Her coif looked as if she had slept in it, and her plump hands were by no means over clean. She was a stumpy, beaming little woman, moist with good living. Her skin worked so freely, and in such prosperous folds, it might have made a dyspeptic sigh with envy. I felt at home with her directly.

“There, dear,” she said, “you have brought us many good things in your time, but none so good as yourself; and now we take you in pledge of better.”

It may have been meant as a little sly spiritual reflection, but she smacked her ripe lips over it as if she already tasted in me, as madam’s direct protégée, a very plethora of venison and larded fowls. For many years, I believe, these good little women had been secretly looking forward to the term of my novitiate as their gastronomic millennium.

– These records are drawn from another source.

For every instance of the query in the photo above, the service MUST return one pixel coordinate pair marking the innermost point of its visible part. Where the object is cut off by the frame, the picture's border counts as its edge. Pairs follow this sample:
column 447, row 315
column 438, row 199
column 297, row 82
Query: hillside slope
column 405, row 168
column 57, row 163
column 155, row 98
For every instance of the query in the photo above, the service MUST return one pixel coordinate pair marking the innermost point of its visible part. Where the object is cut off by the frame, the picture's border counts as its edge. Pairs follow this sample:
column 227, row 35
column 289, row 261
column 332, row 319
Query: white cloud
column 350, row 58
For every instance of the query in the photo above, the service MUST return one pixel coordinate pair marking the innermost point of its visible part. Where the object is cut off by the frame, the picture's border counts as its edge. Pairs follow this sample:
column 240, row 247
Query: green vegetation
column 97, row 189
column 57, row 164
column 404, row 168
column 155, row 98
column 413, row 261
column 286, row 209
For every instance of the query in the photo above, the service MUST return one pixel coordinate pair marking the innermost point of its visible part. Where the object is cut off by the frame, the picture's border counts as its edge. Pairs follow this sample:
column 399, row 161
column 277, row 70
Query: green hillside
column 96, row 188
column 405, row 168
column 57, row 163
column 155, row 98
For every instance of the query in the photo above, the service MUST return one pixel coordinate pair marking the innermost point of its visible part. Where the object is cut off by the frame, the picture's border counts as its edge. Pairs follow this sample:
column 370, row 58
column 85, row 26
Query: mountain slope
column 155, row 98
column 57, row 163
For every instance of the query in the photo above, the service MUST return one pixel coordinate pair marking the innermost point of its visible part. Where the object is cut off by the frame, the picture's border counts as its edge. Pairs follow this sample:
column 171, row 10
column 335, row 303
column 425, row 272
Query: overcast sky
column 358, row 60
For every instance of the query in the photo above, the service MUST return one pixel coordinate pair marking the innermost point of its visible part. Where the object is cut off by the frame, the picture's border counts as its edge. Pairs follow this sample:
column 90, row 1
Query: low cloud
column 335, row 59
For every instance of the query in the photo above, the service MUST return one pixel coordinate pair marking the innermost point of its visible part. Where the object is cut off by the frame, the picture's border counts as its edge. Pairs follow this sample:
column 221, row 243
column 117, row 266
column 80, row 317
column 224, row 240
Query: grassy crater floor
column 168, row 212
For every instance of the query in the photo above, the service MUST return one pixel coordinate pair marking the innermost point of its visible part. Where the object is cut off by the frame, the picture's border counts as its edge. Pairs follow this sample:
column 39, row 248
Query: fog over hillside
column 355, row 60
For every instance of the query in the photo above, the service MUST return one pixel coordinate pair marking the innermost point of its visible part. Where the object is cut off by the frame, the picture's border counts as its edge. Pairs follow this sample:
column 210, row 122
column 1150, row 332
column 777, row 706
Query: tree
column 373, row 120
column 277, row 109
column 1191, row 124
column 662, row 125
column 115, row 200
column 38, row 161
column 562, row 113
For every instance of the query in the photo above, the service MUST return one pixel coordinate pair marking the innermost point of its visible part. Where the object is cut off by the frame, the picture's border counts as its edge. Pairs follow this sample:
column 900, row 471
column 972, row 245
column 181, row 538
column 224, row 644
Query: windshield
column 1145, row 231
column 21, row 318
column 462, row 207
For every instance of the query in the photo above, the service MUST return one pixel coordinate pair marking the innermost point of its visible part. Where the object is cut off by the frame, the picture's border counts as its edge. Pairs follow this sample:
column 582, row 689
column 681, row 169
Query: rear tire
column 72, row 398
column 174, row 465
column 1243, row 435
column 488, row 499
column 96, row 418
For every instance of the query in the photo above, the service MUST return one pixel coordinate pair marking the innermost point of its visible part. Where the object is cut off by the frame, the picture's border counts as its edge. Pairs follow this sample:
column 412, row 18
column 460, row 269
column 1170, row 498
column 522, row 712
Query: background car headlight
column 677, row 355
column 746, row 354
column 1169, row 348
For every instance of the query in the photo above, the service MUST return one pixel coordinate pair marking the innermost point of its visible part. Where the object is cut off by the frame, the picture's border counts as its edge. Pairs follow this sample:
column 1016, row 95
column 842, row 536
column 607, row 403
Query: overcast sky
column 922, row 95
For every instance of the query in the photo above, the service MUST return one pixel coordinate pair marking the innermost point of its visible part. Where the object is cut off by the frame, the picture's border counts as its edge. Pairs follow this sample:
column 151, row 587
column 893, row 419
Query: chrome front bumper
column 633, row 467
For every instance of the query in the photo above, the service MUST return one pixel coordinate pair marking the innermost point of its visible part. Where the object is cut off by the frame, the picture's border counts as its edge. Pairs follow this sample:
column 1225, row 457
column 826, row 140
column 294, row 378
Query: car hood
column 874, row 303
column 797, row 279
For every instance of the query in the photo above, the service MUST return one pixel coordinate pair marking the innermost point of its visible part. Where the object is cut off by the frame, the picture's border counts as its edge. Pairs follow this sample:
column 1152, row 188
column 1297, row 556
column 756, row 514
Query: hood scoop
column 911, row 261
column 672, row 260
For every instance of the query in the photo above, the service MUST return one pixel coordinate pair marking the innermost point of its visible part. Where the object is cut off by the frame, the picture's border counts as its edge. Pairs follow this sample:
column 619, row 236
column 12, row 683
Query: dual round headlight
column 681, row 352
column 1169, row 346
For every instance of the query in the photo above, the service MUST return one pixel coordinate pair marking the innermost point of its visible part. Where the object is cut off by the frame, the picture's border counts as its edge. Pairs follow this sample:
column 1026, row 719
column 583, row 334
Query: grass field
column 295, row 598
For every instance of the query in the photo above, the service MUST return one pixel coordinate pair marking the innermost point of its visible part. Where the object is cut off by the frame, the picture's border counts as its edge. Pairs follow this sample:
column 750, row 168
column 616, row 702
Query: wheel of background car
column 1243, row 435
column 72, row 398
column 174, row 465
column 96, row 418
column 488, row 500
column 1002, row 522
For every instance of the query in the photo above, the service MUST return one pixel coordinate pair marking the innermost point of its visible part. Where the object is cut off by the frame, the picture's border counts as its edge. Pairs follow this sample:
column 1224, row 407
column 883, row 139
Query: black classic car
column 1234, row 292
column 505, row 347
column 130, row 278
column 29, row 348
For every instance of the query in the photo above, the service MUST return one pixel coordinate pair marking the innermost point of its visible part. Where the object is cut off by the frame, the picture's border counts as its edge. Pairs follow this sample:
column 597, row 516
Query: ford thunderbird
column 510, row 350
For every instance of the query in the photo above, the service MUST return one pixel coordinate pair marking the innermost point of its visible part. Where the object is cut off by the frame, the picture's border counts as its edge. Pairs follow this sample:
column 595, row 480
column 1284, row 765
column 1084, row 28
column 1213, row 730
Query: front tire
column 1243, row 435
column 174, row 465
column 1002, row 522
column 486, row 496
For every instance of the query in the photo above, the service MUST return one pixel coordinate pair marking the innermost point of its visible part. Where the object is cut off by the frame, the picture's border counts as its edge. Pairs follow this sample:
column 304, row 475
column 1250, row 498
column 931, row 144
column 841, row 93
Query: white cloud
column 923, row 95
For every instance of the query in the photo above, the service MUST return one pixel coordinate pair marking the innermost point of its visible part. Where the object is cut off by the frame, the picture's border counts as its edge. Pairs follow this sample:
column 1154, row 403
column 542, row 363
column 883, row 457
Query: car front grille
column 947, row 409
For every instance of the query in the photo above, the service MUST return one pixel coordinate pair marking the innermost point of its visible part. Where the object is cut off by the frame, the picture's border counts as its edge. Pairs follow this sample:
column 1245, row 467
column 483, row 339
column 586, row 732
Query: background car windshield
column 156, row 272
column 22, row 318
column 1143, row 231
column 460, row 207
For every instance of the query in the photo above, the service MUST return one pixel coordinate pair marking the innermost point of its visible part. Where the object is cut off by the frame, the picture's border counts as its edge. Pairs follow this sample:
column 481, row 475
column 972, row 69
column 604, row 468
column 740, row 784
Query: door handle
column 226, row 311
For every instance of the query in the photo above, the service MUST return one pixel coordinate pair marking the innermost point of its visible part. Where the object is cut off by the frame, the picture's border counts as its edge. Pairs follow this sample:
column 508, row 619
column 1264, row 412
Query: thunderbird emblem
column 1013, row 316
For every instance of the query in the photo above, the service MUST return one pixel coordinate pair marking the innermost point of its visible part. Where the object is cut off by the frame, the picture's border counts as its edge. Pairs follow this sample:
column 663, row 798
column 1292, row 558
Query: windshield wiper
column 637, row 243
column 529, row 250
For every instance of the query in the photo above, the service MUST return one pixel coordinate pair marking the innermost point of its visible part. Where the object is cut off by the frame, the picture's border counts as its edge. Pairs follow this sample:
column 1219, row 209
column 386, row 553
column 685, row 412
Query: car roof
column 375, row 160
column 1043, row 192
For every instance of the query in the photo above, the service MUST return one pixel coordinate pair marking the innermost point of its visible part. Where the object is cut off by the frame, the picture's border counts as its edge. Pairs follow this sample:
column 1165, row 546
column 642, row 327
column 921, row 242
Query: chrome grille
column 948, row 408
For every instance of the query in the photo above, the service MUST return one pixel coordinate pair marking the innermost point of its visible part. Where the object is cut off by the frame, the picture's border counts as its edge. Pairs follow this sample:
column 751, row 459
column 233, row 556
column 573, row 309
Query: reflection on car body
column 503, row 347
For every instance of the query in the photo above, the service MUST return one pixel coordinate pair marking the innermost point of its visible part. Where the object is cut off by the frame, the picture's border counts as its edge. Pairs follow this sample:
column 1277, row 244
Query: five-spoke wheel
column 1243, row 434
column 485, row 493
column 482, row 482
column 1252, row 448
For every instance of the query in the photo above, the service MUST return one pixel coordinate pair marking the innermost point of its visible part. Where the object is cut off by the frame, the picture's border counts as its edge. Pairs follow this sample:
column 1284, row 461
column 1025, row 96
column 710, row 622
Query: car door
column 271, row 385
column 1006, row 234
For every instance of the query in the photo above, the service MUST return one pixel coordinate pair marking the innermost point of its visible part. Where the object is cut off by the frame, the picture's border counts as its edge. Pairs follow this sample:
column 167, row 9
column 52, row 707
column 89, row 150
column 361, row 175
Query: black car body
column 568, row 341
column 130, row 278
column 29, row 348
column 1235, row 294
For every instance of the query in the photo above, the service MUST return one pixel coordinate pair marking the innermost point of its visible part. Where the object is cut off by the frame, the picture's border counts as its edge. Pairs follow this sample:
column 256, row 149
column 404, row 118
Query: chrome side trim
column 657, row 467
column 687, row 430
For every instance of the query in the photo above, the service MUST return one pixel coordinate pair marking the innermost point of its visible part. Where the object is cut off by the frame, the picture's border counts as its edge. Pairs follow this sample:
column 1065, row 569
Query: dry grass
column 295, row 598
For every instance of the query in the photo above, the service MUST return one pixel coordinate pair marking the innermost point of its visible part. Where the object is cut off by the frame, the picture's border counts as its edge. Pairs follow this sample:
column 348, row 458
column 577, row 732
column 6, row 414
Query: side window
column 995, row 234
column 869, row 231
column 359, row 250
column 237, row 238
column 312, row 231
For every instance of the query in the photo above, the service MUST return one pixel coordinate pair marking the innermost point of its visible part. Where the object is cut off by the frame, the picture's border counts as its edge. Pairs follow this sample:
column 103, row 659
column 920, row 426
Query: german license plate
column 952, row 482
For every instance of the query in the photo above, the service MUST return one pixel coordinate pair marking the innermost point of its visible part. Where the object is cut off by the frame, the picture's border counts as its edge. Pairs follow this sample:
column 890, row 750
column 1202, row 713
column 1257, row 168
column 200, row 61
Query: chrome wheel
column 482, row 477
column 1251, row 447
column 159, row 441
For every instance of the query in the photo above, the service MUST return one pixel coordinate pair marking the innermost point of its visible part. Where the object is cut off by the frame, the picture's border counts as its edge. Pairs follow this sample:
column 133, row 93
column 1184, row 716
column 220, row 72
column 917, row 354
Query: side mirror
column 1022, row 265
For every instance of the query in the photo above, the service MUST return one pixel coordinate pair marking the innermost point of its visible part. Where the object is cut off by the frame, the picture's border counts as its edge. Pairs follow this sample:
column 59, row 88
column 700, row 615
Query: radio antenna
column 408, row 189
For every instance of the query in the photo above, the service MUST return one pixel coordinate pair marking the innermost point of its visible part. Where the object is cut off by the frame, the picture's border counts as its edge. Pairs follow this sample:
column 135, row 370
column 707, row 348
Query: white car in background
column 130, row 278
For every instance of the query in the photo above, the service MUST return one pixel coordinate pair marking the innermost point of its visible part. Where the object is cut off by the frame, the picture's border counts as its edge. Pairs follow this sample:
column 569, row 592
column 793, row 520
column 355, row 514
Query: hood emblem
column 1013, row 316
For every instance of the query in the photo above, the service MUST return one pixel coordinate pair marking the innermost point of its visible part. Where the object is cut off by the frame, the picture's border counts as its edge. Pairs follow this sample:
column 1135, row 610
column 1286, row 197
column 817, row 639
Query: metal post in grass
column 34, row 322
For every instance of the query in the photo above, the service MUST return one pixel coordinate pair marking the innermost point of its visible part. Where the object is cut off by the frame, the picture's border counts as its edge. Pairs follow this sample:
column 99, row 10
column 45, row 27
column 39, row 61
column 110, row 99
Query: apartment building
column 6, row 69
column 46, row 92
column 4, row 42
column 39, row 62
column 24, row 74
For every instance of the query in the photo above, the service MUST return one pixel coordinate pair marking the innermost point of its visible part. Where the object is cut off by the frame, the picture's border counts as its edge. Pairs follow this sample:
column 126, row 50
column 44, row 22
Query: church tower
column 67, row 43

I could laugh, I declare, with remorse to think how the dear pink little pigs were defrauded.

I had been delivered without directions, but with a surly intimation that madam would call on the morrow. It was not my business to enlighten anyone; and so I enjoyed the best of my present favour.

She trotted me out by and by to see her asparagus and strawberry beds, fat in promise, though tucked now and slumbering under their autumn blankets of manure; her hives; her mushroom pits; her stewpond thick with fat carps stuffed up to the neck and something her own shape; her pigeon cotes and rabbit hutches. There was an odd family likeness, a general assimilation to the neckless, apoplectic type amongst them all—Sisters, animals, and vegetables. Perpetual invocation, it was evident, had an obliterating effect on the individual. I shifted my own dimpled shoulders. How long would they be rounding to the contour of these squat little vessels? I thought with a certain terror of my admirable digestion, and determined as long as I remained here to live sparely. What if, like the wolf in the fable, I were to eat so many fat pancakes that I could not escape through the hole in the wall again!

That evening we had a refection of sweet bread and fruit and prayers, and a delightful supper (alas for my resolution!) and comfortable droning prayers again. Then we went each to her cosy cell, which was like a crib for a fat baby, and slept the round of the clock to prayers and breakfast. My fellow-sisters delighted me. I never saw such a community of bow-windows, the most comfortable little parlours one could imagine for the spirit to be entertained in. They had their scapulars made very large, and of flannel, so as to serve the double purpose of tokens and liver pads. At meals we were forbidden to talk—a most fattening proscription, or prescription. Prayer, at all seasons or out of them, was the single ordinance of the society—perpetual invocation on behalf of our unenlightened land. We were safe, perhaps, in not considering the logical result of its efficacy, or, indeed, the prospect of a second reformation might have frightened us into heresy. For, our point once gained, our occupation would be gone, and our creed of self-content be called upon to vindicate itself very likely in self-denial. However, England as yet was far from recanting its heresy of prosperity-worship. Our very fatness was the best argument in the world to it of our right to survive; so it showed no tendency to do other than keep us eternally praying for it.

Madam drove over on the day following my arrival, and was closeted for a considerable time with the Mother. I was not summoned to her presence, but I think she did not dare to vent her full heart of spleen upon me in her report. She could not very well, without compromising herself. She must have revealed, or intimated, however, so much as give the poor woman a hopelessly bewildered impression of my personal contribution to art. For the rest, I think she was satisfied with having scotched her terrible little snake, and did not doubt that, having done so, my own sense of final commitment to my calling would keep me immured out of harm’s way, and hers, to the end of time. It must have been with a feeling of guilty relief that she drove back to conclusions with her inamorato.

The Mother, having sent for me on her withdrawal, looked at me with the most cherubic doubt and dread, and pressed my hand quite speechless.

“Dear,” she whispered, all of a sudden, “so very décolletée! and think of the draughts!”

“Why more than the angels?” I said, pouting. “They don’t wear underclothes.”